Even as CPU speeds continue to improve, the cost of fetching data from memory has become a limiting factor. Operating systems mitigate this by caching frequently used data in RAM — which is much faster than disk. However, we can’replace SSDs or HDDs with RAM: RAM is expensive, and it loses content when power is lost. So RAM is usually called “memory”.

To have fast memory access while still retaining disks, we rely on hardware-accelerated memory access, such as:

  • Fast, parallel RAM architectures
  • Advanced memory controller designs
  • CPU caches (L1, L2, L3)
  • Direct Memory Access (DMA) for device communication

The memory hierarchy is:

1
2
3
CPU Registers   →   L1 Cache   →   L2 Cache   →   L3 Cache   →   RAM   →   Disk
   (tiny, fast)      ↑              ↑             ↑             ↑         ↑
   (nanoseconds)  Cache for...  Cache for...  Cache for...  Cache for...  (slow)

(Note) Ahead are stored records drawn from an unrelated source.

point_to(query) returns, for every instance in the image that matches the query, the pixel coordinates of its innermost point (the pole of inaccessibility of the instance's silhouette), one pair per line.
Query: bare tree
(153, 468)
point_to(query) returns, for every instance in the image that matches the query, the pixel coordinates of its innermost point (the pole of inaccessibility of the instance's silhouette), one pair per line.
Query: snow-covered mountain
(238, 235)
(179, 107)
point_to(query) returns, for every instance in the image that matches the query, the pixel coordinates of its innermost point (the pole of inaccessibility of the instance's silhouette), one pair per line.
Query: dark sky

CPU Caches: Your Program’s Real Performance Friend

CPU caches are inside CPU. They are even faster than RAM. Their size typically is 64KB - 64 MB. Its latency is ~10ns, compared to 100ns to RAM. Caches work by keeping frequently accessed data close to the processor:

  • L1: Smallest, fastest, per-core.
  • L2: Bigger, a bit slower.
  • L3: Shared across cores, larger still.

A cache line is typically 64 bytesthe smallest unit of data fetched from cache. So reading arr[0] (with 4-byte integers) will likely bring in arr[0] through arr[15].

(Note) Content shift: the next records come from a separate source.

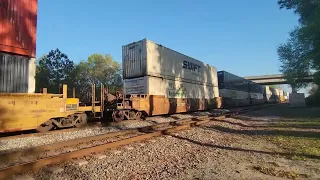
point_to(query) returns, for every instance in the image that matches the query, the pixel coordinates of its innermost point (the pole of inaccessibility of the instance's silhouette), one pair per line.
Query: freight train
(157, 81)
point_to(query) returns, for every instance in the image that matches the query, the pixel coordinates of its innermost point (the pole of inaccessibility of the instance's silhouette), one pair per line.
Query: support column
(294, 89)
(32, 74)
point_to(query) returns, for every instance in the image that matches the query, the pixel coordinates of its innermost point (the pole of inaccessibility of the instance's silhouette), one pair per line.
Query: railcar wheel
(117, 116)
(132, 115)
(81, 119)
(45, 127)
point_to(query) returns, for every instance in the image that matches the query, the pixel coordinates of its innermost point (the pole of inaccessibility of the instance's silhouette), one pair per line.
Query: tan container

Caches are organized into sets and associativity levels:

  • For example, in a 4-way set-associative cache, each set holds 4 cache lines.
  • Memory addresses are mapped to these sets — which leads to a few interesting behaviors.

Cache Miss Types

A cache miss happens when the data the CPU needs is not in the cache — so it has to go fetch it from a slower memory (like RAM or even disk).

  • Cold Miss: First-time access.

  • Conflict Miss: Two memory addresses map to the same cache set. If that set is full, one must be evicted — even if the rest of the cache is empty.

  • Capacity Miss: The working set is too large to fit in the cache.

False Sharing: An Invisible Type Of Multithreading Slowdowns

False sharing occurs when multiple threads access different variables that share a cache line. Even though each thread is logically isolated, the CPU sees contention due to hardware cache coherence protocols.

Example:

1
2
3
4
struct Counters {
    int a; // Thread 1
};
std::vector<SafeCounter> counters(num_threads);

If counters[0], counters[1] are on the same cache line, updates from different threads will invalidate the cache line across cores, causing unnecessary slowdowns. (The result of the final result will be correct.)

1
2
3
4
5
6
7
8
9
10
struct alignas(64) SafeCounter {
    int a; // Thread 1
};

// In C
struct __attribute__((aligned(64))) SafeCounterC {
    int counter;
};

std::vector<SafeCounter> counters(num_threads);

The alignas(64) will make sure the start of the struct is aligned to a 64-byte boundary (the size of a typical cache line). In a small test with 2 thredads, assigning counter incrementing with alignas(64)took 3ms, while without it the program took 12ms.

TL;DR: Align and pad data structures to avoid false sharing!